The test-and-trace system, which has a £37 billion two-year budget that is equivalent to almost a fifth of the annual NHS England budget, is designed to identify Covid cases and limit their spread. U.K. daily reported Covid cases exceeded 50,000 last month and remain at about 40,000 a day.
In November 2020, Test and Trace promised to cut the number of consultants it employed. At that time, they accounted for 51% of staff, a figure deemed acceptable by some because the system was in its infancy. A year on, the proportion has fallen but official figures show consultants still made up more than a third (34%) of the workforce in September.
The data was published by the UKHSA and the Department of Health and Social Care in response to questions from the Guardian and a series of parliamentary written questions from the shadow Health Secretary, Jonathan Ashworth.
“There is no justification for continuing with these highly paid expensive consultants,” Ashworth said. “Ministers should ensure every penny piece of taxpayers’ money is spent wisely on patient care – not blown on expensive management consultants.”
Separate research by the Guardian reveals that in the last month the Government has quietly published details of at least seven new NHS test-and-trace deals with private contractors, together worth more than £17 million. One runs until at least September 2023.

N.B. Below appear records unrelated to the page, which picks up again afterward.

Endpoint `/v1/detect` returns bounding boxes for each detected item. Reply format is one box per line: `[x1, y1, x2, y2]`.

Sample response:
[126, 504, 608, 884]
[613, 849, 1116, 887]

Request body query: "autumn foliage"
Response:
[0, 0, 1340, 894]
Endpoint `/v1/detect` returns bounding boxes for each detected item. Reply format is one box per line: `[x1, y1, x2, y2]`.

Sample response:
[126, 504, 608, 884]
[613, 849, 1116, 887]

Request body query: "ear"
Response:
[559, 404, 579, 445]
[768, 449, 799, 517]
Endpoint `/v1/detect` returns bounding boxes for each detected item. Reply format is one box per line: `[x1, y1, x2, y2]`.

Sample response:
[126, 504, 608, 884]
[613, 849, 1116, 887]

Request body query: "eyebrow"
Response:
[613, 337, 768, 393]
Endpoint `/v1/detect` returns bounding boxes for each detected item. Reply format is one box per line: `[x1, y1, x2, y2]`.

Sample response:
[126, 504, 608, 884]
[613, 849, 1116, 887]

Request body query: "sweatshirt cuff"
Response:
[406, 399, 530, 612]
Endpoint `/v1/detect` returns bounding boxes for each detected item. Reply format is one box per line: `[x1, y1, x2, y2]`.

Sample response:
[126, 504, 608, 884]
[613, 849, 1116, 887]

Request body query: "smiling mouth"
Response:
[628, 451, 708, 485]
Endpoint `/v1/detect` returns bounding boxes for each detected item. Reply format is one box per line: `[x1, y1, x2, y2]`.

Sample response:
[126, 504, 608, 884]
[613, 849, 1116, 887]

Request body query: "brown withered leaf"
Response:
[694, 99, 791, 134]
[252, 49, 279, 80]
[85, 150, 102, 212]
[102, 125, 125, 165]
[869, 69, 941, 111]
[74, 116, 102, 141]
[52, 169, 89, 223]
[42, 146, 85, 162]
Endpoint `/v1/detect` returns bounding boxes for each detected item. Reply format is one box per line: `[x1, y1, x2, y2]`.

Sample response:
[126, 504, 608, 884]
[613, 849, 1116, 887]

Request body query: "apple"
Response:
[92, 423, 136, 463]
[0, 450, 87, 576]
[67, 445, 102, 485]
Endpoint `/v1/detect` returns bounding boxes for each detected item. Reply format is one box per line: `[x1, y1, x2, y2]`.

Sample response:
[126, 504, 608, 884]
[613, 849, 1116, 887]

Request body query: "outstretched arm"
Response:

The revelations come after a report by MPs concluded that test and trace had “not achieved its main objective” to enable people to return to a more normal way of life. The public accounts committee said the system’s “continued over-reliance on consultants is likely to cost taxpayers hundreds of millions of pounds”. Meg Hillier, the Chair of the Committee, said she was concerned the organisation was treating taxpayers like an ATM machine.
Some of the private consultants have been paid rates of more than £6,000 a day.